After the United States declared war in 1812 and attempted to invade Canada in 1813, a British force attacked Washington in 1814. As it approached and the White House staff hurriedly prepared to flee, Dolley ordered the Stuart painting, a copy of the Lansdowne portrait, to be saved.
Popular accounts during and after the war years tended to portray Dolley as the one who removed the painting, and she became a national heroine. Early twentieth-century historians noted that Jean Pierre Sioussat had directed the servants, many of whom were slaves, in the crisis, and that house slaves were the ones who actually preserved the painting.

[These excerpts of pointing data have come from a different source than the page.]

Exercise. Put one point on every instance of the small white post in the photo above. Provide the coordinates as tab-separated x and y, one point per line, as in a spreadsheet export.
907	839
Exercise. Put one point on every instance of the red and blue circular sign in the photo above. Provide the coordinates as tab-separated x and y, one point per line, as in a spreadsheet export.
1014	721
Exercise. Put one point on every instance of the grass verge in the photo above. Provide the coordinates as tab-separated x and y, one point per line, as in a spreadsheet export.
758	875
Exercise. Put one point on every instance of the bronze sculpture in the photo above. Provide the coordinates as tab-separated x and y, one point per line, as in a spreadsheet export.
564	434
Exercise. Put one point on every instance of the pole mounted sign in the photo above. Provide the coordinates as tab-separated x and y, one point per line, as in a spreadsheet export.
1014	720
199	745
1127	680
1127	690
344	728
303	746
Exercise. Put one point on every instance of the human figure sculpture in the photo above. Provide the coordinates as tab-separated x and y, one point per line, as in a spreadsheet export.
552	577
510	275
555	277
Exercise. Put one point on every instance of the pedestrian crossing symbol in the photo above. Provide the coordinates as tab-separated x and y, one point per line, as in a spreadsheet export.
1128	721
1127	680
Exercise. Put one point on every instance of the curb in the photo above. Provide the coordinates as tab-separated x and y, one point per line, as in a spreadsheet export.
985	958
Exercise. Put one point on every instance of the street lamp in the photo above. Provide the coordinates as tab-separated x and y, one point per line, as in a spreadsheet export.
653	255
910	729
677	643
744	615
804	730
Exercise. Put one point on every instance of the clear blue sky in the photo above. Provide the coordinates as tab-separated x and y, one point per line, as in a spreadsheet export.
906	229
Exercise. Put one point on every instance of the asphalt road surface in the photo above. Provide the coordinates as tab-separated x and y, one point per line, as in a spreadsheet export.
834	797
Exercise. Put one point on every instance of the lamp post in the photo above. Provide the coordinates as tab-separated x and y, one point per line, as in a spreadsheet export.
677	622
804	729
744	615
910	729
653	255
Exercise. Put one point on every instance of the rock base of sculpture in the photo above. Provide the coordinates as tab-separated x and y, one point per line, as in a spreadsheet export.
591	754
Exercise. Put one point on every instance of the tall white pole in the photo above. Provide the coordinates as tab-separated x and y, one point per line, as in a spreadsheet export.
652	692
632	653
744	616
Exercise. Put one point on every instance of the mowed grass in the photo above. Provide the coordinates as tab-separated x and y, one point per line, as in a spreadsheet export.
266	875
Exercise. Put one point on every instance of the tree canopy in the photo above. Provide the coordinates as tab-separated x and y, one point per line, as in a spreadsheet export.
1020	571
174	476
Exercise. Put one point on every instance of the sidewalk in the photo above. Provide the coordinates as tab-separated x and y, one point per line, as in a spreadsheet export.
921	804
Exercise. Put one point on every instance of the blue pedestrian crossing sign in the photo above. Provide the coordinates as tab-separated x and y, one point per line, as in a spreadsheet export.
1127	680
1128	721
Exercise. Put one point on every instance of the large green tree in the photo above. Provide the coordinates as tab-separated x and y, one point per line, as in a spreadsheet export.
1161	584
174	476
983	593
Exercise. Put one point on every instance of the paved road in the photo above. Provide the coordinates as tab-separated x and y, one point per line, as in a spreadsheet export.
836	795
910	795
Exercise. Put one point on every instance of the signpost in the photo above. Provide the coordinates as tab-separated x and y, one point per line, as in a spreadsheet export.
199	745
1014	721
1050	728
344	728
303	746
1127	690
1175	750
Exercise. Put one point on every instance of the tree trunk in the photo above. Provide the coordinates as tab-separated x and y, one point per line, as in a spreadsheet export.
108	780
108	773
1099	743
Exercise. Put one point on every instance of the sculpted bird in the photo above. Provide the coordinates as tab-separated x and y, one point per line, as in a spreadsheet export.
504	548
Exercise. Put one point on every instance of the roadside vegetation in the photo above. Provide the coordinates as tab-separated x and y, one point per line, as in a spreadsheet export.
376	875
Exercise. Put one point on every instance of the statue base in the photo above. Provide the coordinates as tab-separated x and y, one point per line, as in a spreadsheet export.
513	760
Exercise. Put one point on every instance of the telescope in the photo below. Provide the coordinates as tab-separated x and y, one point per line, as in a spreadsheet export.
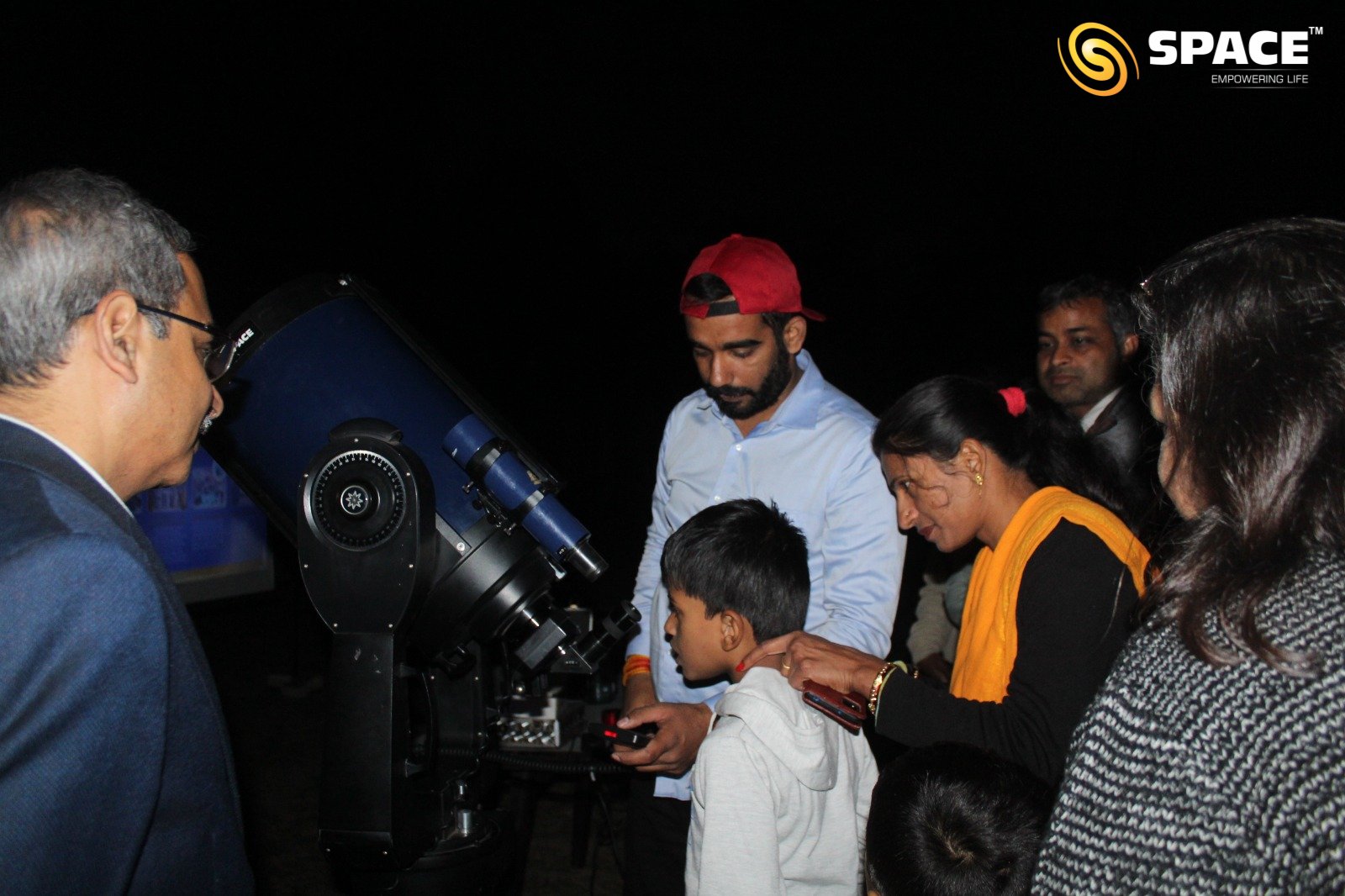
428	541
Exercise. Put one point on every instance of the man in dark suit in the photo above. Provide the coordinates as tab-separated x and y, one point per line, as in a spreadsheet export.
1086	343
114	764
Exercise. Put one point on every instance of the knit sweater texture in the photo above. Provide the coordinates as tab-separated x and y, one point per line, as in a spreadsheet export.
1190	777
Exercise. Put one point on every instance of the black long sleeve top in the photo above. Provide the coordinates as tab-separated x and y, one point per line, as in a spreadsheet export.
1075	604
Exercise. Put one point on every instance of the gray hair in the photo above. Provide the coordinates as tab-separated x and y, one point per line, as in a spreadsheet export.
69	237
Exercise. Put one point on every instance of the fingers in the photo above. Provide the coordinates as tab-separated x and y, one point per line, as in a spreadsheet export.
641	714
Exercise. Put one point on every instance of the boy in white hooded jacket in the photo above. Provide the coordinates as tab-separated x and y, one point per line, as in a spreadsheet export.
779	791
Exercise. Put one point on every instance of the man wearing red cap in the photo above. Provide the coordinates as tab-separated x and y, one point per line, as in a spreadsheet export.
766	425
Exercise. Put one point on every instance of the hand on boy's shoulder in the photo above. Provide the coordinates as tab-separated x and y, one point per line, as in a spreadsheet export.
681	728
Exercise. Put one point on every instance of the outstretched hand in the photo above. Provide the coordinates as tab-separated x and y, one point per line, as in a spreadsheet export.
807	656
683	727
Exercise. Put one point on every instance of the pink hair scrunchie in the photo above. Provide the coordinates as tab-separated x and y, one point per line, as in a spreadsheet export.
1015	400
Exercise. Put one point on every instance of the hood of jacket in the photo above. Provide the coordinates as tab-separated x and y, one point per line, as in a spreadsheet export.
804	741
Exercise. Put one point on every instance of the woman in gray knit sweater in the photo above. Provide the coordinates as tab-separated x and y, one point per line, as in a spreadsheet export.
1214	757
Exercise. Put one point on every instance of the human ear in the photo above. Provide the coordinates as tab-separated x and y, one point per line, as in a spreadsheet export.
1129	346
118	329
972	456
795	331
733	629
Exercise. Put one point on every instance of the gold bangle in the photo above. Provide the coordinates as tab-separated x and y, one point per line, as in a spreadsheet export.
878	681
881	680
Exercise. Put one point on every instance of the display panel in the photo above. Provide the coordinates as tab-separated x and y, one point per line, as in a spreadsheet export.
208	533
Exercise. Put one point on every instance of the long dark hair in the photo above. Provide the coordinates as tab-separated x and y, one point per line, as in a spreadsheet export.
935	417
1248	350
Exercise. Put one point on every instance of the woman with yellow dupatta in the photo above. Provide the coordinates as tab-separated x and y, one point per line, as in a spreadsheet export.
1052	591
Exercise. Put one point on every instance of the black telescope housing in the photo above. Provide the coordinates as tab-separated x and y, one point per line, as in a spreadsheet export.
428	544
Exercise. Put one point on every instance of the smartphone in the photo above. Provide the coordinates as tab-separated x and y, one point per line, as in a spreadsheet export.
849	709
631	737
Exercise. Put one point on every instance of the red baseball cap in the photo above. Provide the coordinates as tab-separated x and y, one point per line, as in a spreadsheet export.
757	272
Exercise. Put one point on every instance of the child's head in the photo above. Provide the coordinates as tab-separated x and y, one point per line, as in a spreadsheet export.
952	820
737	573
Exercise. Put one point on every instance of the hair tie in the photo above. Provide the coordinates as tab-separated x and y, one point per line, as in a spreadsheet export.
1015	400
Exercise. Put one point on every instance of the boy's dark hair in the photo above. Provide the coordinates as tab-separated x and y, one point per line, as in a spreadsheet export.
952	820
746	557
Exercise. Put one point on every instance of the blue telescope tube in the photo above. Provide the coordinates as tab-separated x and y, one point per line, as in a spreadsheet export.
491	463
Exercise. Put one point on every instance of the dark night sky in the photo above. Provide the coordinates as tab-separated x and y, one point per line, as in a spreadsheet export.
529	183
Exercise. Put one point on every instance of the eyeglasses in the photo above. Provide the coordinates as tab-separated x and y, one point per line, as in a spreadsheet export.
221	356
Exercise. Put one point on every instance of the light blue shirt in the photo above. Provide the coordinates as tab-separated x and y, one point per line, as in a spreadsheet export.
813	458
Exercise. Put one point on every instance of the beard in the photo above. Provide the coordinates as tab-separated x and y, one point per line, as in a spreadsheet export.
757	400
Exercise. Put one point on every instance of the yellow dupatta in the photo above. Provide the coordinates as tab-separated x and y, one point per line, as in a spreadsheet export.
989	642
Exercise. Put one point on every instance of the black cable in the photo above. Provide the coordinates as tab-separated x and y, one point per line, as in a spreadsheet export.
611	831
535	763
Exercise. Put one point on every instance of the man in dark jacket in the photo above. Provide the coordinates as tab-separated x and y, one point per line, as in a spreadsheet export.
1086	346
114	766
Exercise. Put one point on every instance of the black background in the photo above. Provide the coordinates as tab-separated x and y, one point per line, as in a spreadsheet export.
528	183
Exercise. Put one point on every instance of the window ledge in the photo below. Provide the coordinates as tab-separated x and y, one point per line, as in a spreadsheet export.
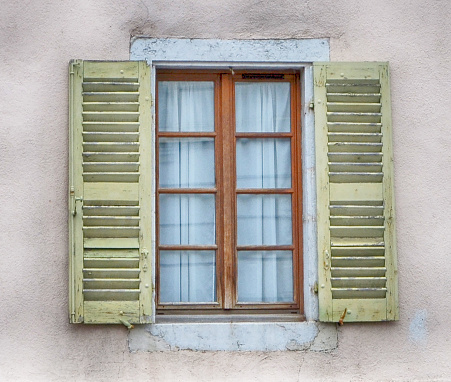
236	336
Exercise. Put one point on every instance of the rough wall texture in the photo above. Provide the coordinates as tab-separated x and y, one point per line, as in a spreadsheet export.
37	40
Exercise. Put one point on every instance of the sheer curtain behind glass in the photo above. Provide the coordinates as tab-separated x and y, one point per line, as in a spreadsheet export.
264	219
186	218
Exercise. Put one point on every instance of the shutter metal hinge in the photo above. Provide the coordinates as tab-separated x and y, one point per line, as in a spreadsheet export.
144	255
126	323
342	317
73	201
326	260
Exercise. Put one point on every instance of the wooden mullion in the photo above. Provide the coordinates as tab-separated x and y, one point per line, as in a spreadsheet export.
296	180
228	168
219	197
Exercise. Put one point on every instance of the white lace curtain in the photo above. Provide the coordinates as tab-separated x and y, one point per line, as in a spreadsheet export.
189	219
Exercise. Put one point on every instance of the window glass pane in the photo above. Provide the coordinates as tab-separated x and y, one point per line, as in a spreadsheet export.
187	219
186	106
187	276
262	107
264	219
263	163
186	162
265	276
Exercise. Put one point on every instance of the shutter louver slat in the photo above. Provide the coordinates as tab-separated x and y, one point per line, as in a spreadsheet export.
114	274
356	265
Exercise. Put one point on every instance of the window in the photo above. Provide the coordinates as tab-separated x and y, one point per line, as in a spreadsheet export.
349	244
228	191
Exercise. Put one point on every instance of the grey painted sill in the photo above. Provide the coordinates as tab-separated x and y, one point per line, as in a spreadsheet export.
234	336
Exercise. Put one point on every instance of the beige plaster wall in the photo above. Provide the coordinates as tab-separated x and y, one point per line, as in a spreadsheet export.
37	39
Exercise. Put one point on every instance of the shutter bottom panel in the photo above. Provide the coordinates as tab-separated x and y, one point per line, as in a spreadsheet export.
101	312
374	309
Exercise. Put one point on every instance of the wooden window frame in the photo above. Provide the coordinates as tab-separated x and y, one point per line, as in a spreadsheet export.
226	248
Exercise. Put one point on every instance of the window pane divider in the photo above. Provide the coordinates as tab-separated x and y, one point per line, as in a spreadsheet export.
265	191
263	135
265	247
187	247
187	190
186	134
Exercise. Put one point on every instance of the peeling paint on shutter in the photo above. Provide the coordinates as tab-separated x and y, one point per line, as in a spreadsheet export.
110	233
356	235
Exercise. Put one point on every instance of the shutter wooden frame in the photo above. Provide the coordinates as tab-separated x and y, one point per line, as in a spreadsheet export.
357	262
110	265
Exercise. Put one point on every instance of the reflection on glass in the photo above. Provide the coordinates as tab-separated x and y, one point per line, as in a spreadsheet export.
264	219
187	219
265	276
186	162
262	107
187	276
186	106
263	163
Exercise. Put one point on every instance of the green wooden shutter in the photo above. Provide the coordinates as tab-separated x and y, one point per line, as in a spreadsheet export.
109	193
356	234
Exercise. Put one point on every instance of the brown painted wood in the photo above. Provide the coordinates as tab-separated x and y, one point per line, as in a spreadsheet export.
226	193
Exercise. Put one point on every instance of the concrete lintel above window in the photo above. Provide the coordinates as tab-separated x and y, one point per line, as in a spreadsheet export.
229	51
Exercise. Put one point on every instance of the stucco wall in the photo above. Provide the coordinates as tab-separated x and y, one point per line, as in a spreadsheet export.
38	38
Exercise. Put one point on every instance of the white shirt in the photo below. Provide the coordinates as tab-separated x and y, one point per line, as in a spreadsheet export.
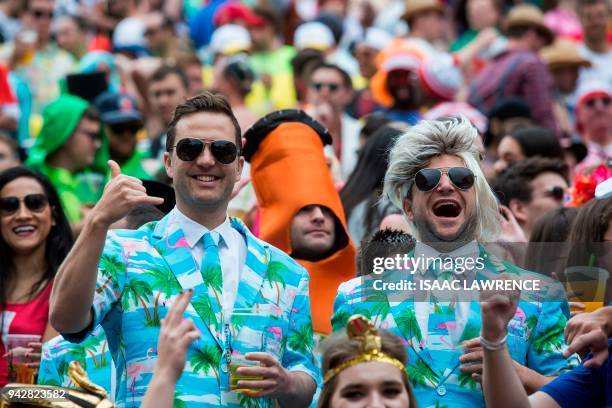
232	251
462	310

Dolley Madison hurried away in her waiting carriage, along with other families fleeing the city. They went to Georgetown and the next day they crossed over the Potomac into Virginia. When the danger receded after the British left Washington a few days later, she returned to the capital to meet her husband. However, the rampant pillaging and systematic destruction had desolated much of the new city. As Congress began discussions over the construction of a new capital, Dolley and James moved into The Octagon House. Dolley would establish the Washington City Female Orphan Asylum.
On April 6, 1817, a month after his retirement from the presidency, Dolley and James Madison returned to the Montpelier plantation in Orange County, Virginia.
In 1830, Dolley's son Payne Todd, who had never found a career, went to debtors' prison in Philadelphia and the Madisons sold land in Kentucky and mortgaged half of the Montpelier plantation to pay his debts.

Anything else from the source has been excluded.